Actress Candice Bergen lip-syncs the song when she visited Sesame Street.

A version was included on Sesame Street Fever. A 12" promo single included disco remixes by Larry Levan and Roy Thode.

In 1993, a new operatic version was taped, featuring opera singer Marilyn Horne as Cleopatra, in an Egyptian setting with a pyramid made entirely out of cookies in the background.

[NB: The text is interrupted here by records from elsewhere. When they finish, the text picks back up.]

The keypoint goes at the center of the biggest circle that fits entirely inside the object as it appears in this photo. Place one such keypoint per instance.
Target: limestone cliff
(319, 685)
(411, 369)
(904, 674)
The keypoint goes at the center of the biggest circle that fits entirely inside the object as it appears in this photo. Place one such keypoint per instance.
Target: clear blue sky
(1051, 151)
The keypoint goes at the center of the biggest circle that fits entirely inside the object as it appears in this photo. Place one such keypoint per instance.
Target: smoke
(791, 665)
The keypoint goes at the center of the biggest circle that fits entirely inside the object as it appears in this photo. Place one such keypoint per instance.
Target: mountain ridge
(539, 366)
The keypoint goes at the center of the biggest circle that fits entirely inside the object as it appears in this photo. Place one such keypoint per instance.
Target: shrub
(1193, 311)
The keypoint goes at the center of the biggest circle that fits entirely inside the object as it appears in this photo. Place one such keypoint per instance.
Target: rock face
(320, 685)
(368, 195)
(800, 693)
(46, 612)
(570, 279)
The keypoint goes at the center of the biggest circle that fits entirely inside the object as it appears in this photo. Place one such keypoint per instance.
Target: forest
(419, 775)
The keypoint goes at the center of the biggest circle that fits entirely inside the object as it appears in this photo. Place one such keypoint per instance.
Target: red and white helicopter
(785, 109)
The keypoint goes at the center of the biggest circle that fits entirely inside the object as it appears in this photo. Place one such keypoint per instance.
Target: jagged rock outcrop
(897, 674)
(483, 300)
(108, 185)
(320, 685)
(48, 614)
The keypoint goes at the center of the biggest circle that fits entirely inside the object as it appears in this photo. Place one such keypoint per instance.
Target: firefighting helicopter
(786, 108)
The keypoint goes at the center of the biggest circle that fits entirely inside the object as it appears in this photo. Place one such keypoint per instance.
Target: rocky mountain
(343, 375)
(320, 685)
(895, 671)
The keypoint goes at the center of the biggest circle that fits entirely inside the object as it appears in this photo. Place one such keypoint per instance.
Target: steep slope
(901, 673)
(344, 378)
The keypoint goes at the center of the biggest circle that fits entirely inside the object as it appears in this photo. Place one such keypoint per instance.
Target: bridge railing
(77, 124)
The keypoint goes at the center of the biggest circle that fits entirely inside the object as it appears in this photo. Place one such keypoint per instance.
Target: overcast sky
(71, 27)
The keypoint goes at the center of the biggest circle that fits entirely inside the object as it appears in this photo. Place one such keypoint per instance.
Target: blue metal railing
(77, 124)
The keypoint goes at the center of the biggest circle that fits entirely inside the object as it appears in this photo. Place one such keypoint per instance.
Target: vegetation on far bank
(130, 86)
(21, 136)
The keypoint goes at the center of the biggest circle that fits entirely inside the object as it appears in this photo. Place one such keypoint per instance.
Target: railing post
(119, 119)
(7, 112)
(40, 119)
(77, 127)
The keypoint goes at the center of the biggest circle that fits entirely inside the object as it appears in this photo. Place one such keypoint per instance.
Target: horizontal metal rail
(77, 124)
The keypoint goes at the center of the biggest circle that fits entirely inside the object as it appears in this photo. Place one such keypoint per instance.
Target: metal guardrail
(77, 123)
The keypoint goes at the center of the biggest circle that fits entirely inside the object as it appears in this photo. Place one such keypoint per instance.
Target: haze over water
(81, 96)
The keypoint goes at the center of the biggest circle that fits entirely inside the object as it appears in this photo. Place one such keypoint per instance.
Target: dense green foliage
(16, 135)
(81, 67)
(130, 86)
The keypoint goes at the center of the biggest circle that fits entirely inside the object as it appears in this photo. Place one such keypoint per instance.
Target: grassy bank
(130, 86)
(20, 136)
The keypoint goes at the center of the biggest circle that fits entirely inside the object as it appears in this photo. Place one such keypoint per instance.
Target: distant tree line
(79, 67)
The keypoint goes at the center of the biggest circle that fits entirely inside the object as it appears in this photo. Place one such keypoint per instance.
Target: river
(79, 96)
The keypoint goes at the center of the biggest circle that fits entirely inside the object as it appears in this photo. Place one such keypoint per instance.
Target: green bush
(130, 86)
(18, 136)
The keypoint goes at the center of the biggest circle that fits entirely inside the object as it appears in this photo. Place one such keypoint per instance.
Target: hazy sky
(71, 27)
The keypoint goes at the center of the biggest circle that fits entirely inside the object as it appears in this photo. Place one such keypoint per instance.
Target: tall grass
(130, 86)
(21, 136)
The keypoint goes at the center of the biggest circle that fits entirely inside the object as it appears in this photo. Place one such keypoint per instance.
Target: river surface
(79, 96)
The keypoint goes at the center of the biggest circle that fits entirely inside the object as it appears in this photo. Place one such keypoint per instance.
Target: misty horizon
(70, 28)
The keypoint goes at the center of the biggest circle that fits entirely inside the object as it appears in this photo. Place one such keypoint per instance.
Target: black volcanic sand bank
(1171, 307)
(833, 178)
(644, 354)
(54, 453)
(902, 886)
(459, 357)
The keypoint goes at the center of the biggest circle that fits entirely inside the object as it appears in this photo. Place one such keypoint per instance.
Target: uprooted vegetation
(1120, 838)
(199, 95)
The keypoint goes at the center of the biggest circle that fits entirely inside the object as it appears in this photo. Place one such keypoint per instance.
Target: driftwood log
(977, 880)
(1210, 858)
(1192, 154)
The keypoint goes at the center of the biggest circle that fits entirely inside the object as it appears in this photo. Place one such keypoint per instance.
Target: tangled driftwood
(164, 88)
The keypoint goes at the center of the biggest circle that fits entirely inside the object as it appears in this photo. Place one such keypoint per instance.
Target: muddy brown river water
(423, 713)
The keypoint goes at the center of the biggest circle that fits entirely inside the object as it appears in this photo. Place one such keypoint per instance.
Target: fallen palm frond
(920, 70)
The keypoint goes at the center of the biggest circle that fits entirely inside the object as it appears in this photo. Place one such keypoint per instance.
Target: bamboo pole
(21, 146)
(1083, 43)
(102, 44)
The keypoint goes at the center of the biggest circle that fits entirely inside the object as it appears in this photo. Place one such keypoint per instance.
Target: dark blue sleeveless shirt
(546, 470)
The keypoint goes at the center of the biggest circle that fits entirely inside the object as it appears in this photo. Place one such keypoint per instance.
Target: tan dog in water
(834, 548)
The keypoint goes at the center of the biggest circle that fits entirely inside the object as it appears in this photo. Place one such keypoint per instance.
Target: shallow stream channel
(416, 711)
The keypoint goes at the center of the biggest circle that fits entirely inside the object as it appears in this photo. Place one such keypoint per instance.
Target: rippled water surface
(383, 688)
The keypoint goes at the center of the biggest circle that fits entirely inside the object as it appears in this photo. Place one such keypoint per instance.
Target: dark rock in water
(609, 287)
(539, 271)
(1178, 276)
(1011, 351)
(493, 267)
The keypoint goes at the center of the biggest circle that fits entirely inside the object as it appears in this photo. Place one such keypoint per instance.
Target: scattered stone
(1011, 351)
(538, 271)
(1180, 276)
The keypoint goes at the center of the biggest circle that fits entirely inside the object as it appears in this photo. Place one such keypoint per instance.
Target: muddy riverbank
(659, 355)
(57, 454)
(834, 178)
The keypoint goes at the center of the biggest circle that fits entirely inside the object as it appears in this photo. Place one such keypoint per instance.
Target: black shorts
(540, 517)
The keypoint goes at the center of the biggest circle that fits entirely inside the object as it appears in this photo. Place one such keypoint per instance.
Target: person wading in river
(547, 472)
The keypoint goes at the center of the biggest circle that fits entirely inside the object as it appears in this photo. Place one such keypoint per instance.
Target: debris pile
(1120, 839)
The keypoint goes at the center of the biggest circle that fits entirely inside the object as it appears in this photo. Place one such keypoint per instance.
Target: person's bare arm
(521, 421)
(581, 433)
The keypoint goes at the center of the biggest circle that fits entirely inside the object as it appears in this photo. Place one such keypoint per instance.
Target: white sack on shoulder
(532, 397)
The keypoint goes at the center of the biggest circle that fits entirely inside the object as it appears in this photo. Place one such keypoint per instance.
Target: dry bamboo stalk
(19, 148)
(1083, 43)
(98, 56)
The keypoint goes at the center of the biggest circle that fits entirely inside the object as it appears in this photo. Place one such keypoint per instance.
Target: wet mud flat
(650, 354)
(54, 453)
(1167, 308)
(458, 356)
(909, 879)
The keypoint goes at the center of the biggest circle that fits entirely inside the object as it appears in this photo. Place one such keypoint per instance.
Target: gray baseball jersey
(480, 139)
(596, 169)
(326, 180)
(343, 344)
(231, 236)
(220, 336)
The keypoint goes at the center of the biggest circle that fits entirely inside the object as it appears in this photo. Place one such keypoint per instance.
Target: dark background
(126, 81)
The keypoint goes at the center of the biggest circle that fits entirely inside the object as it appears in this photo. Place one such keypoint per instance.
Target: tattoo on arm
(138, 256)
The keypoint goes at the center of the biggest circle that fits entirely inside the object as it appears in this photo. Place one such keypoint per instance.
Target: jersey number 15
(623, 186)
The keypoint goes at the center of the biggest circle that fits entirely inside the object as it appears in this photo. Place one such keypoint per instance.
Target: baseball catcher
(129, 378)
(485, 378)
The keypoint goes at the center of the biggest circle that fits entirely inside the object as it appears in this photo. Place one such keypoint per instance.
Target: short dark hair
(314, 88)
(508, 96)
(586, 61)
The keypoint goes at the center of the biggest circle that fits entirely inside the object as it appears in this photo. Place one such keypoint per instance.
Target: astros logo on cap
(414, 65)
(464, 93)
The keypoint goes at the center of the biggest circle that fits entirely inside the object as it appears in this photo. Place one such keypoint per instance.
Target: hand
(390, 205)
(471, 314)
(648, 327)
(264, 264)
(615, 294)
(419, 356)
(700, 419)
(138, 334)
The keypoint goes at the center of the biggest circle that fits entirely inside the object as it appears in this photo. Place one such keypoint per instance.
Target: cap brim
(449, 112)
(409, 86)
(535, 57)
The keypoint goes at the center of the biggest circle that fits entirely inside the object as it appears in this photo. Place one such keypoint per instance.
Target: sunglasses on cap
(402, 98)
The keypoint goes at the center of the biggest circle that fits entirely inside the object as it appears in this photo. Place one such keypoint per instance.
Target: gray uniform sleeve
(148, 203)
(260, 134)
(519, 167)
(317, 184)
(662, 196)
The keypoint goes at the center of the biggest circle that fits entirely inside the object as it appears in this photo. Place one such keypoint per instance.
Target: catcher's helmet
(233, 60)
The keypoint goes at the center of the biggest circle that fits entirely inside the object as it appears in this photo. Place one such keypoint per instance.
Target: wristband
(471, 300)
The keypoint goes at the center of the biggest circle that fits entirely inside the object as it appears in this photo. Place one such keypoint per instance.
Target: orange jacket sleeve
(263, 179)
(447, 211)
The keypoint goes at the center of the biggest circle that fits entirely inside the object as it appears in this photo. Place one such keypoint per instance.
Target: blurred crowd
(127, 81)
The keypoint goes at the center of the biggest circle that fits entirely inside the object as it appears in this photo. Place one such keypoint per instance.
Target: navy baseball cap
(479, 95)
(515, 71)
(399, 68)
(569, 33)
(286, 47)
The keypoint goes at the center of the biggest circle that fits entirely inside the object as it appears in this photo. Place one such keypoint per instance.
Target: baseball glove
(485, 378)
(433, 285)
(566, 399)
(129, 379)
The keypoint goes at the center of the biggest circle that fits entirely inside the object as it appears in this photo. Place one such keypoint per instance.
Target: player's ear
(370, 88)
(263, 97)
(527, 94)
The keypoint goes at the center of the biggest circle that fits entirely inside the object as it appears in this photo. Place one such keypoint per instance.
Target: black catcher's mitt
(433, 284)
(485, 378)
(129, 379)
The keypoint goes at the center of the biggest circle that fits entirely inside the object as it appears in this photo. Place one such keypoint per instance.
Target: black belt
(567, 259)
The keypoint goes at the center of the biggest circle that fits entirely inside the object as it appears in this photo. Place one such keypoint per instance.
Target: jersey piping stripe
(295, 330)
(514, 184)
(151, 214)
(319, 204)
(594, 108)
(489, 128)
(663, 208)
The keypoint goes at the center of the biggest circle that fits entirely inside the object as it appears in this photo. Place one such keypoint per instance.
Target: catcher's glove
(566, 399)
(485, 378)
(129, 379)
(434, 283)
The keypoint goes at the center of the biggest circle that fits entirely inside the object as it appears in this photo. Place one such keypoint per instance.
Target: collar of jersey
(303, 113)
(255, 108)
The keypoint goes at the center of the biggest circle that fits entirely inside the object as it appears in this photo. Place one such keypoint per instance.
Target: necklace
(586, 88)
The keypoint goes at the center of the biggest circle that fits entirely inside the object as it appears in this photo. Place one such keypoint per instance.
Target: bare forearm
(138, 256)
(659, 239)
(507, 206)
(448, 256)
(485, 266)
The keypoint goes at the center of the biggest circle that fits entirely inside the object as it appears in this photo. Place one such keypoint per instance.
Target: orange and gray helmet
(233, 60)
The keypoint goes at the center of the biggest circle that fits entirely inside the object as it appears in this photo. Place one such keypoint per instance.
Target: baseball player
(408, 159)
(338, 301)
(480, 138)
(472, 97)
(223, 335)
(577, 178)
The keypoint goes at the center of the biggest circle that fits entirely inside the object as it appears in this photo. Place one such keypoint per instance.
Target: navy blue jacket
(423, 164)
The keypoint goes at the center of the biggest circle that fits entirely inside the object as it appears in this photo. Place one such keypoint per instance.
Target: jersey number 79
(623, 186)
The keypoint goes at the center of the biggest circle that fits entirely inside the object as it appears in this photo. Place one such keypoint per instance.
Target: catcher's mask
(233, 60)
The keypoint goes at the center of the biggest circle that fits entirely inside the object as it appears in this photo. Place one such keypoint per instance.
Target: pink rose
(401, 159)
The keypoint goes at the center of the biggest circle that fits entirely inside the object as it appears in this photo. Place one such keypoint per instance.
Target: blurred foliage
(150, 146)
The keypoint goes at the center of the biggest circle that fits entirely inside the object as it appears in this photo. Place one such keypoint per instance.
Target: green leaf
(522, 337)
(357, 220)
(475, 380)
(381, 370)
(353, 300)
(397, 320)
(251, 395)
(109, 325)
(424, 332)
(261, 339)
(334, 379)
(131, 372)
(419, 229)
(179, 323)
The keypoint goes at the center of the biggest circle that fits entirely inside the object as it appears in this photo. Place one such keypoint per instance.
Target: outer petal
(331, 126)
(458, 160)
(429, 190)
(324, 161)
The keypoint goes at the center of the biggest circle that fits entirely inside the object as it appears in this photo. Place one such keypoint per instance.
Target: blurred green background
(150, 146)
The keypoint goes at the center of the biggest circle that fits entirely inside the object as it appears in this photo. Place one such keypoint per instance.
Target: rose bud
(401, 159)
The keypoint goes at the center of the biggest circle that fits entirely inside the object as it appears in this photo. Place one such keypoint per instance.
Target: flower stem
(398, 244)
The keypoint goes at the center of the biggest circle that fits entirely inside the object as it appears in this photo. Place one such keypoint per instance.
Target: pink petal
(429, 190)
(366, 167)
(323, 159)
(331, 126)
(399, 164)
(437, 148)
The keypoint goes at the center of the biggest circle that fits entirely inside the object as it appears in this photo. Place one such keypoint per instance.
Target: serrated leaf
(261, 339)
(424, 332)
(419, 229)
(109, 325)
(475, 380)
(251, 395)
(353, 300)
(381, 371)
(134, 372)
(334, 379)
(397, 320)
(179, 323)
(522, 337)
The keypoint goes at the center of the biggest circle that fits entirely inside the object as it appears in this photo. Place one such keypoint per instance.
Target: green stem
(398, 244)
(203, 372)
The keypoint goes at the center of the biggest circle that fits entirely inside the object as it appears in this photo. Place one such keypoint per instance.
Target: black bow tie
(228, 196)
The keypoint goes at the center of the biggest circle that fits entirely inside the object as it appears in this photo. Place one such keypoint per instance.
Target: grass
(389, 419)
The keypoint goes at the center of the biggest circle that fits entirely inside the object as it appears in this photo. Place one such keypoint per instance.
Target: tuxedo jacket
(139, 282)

At the end of the song once "Cleopatra" is carried away out of sight, Cookie Monster appears in Egyptian attire and pulls a cookie off the pyramid, causing it to collapse with a huge crash while he eats it.

Since then, several authorized and unauthorized versions of the song have been produced, including "funky" and "sweet" versions released on the 2003 record Cookie Monster & the Girls. Laura Pace's review of the home video Elmo's World: The Street We Live On noted 'the bizarreness of "C is for Cookie" done in Aida-style opera'. A short reprise of the song is also performed by Cookie Monster and the cast of Sesame Street on the 1975 album Bert & Ernie Sing-Along. In addition, since the advent of YouTube, there have also been recordings of the song, regular and operatic, in reverse, under such titles as "C Is For Cookie Reversed" or "Cheese Good For Fleas" (which is what the phrase "C is for Cookie" sounds like dubbed backwards).

Sheet music of the song has been published by the Hal Leonard Corporation, Sheet Music Plus, and others. The toy "Letter of the Day Cookie Jar" features Cookie Monster saying a short phrase about each letter. For "C", he says "C is for Cookie". He also adds that a donut is a 'C' if you eat part of it.